In the end what worked was, with brick0’s gv0 a single-brick volume, I went back to brick1, stopped and deleted its gv0 and stopped Gluster and rm -Rf’d the /srv/brick1/gv0 directory. Then I started Gluster back up, and back on brick0, saw the peer was connected again using pool status, and then:

gluster> volume add-brick gv0 replica 2 brick1:/srv/brick1/gv0
Replica 2 volumes are prone to split-brain. Use Arbiter or Replica 3 to avoid
this. See:
http://docs.gluster.org/en/latest/Administrator%20Guide/Split%20brain%20and%20ways%20to%20deal%20with%20it/.
Do you still want to continue?
 (y/n) y
volume add-brick: success

By the way, before confirming, I found documentation on this (the link given was a 404) and I think I’m fine since I will be adding another replica after this. (Split-brain is when multiple storage nodes have inconsistent views of the data–I assume with three replicas, quorum will be more effective.)

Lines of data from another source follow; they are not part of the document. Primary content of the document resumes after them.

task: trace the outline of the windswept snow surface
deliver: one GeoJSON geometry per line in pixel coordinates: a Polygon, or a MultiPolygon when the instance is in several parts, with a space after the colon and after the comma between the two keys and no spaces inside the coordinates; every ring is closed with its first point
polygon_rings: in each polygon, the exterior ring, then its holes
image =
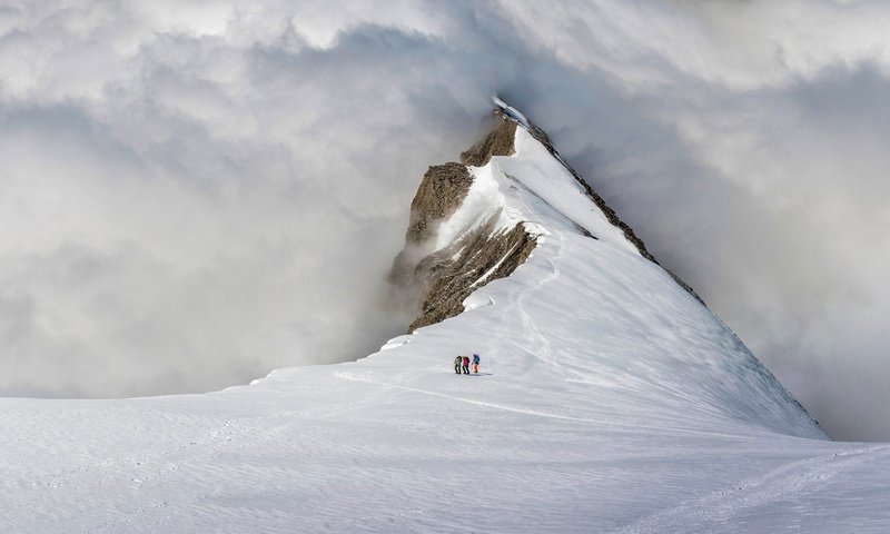
{"type": "Polygon", "coordinates": [[[467,201],[541,245],[467,312],[211,394],[2,399],[0,532],[887,532],[890,446],[828,441],[516,136],[467,201]]]}

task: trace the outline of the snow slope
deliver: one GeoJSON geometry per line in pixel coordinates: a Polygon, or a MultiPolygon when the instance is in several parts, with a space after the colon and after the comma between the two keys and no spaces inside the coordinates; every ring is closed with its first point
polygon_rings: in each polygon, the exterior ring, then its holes
{"type": "Polygon", "coordinates": [[[540,246],[455,318],[211,394],[0,399],[0,532],[890,531],[890,445],[828,441],[524,128],[515,147],[471,169],[447,233],[500,214],[540,246]]]}

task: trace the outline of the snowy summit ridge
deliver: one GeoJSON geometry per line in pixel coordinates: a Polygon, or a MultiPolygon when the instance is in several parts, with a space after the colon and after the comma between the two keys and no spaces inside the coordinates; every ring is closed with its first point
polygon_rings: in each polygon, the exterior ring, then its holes
{"type": "Polygon", "coordinates": [[[421,184],[411,334],[210,394],[0,399],[0,533],[887,532],[890,446],[827,439],[543,132],[495,127],[421,184]]]}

I poked around a bit and it looks like all the basics are working. I am ready to go with the third node and then go start to expand k8s similarly.

Adding the third brick

I brought it up with Gluster installed and the partition and filesystem ready, so on the first brick:

$ sudo gluster
gluster> peer probe brick2
peer probe: success.
gluster> peer status
Number of Peers: 2

Hostname: brick1
Uuid: 5d0e6754-4211-4105-b001-58bc83dc4bd6
State: Peer in Cluster (Connected)

Hostname: brick2
Uuid: dc05b74e-0d8a-4704-b1d0-c855fdbf79ca
State: Peer in Cluster (Connected)
gluster> volume add-brick gv0 replica 3 brick2:/srv/brick1/gv0
volume add-brick: success
gluster>

And that’s that.

Now back to k8s on the second brick

Bring up second node and configure it as for the first
Remember to create a new CSR template like the one for the first brick, and run sudo microk8s refresh-certs
Enable important add-ons I forgot to earlier, on each node:
```
$ microk8s enable dns storage rbac
```
From first node, add node:
```
$ microk8s add-node
```
Copy the given command and paste that into a terminal window to the second brick.
```
$ microk8s join 10.0.0.16:25000/a1ca3395f08c9796977c3acca0689a2c
```

Repeating for the third brick went the same

Pretty much.

I now have a high-availability K8s cluster:

$ microk8s status
microk8s is running
high-availability: yes
  datastore master nodes: 10.0.0.16:19001 10.0.0.17:19001 10.0.0.18:19001
  datastore standby nodes: none

And that’s the cluster.

Next steps

There’s my bricks. The next step is to deploy a few things here that I want and kick at the tires a bit before I go to the next level and invest the time in getting this going on the laptops.

The first thing to do in deploying this on the laptops will be to plan it out. For example, unlike these virtual machines, the laptops are heterogeneous, and particularly for Gluster, have different sized hard drives. Probably I’ll take maximize the disk use for Gluster on the smallest one (that is, everything but the OS partition) and that’s the size of the Gluster partition for the rest.

Choosing the right-sized partitions will be trickier with the laptops as well because I won’t be able to change them later. The laptop’s hard drives are also quite a bit bigger than I expect to need for local storage–so maybe splitting it with CockroachDB might be useful, but I don’t see needing a tonne of space for that either.